Durante un’audizione alla Camera del presidente dell’Istat Giorgio Alleva è emerso che più si studia, più si va incontro ad una prima occupazione «atipica» o precaria.
La precarietà all’ingresso nel mondo professionale «cresce all’aumentare del titolo di studio, essendo pari al 21,2% per chi ha concluso la scuola dell’obbligo e al 35,4% per chi ha conseguito un titolo di studio universitario. Come dimostrano altre ricerche, ciò non vuol dire che il titolo di studio non abbia peso nel medio-lungo periodo, a cominciare dal migliore inquadramento e stipendio che è in grado di offrire. Ma l’ingresso nel mercato del lavoro resta problematico e le differenze di genere aumentano nel tempo, registrando uno scarto di circa quattro punti percentuali tra i nati tra il 1960 e il 1974, di dodici tra i nati tra il 1975 e il 1979 e di sedici tra i più giovani».

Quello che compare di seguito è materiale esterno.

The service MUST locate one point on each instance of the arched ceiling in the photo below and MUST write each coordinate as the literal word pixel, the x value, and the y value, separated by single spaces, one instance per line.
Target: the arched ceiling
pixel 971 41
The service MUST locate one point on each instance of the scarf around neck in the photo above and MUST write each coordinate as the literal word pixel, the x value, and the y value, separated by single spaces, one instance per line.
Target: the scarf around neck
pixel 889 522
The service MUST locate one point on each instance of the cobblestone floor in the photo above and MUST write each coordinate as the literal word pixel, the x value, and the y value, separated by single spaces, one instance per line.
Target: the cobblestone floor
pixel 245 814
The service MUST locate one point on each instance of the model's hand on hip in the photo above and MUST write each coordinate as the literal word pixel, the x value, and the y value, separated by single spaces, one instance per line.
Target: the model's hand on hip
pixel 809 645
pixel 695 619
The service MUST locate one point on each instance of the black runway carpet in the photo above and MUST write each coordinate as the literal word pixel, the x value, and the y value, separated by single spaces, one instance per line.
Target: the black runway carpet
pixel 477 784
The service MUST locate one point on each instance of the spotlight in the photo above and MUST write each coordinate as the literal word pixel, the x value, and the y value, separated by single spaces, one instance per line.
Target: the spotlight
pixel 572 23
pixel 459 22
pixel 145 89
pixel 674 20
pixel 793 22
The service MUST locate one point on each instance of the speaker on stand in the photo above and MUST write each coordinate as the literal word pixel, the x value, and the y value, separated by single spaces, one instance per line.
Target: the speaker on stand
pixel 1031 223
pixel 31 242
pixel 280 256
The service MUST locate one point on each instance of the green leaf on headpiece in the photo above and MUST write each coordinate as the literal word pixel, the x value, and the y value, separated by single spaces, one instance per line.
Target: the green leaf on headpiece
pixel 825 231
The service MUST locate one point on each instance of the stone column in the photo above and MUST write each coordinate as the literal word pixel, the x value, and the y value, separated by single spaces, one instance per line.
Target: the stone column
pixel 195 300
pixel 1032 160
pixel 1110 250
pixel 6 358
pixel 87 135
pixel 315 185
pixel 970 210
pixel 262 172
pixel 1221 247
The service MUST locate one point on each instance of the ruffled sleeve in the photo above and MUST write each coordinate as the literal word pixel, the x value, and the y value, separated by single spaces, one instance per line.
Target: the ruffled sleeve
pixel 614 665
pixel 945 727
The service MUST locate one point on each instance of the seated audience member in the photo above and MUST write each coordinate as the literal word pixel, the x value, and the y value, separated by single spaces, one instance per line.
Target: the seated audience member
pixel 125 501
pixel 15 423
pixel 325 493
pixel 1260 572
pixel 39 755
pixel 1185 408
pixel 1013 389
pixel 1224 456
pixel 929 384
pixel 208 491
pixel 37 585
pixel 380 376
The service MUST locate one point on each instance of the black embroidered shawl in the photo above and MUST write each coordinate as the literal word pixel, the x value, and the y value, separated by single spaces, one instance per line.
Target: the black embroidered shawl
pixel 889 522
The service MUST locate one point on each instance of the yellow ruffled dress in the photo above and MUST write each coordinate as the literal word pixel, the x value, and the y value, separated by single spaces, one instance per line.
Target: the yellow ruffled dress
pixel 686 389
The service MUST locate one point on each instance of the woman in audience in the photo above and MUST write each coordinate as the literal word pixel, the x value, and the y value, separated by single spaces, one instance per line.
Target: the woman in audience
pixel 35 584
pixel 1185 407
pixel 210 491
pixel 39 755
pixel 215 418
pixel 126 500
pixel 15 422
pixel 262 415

La disoccupazione giovanile desta preoccupazione unita al fatto che molti giovani non hanno forme di pensione integrativa, un problema destinato a manifestarsi in futuro.
La soluzione proposta da Alleva: «Sarebbe opportuno favorire l’ingresso e la permanenza dei giovani nel mercato del lavoro, incrementando, ad esempio, le risorse disponibili per le politiche attive e la formazione dei lavoratori».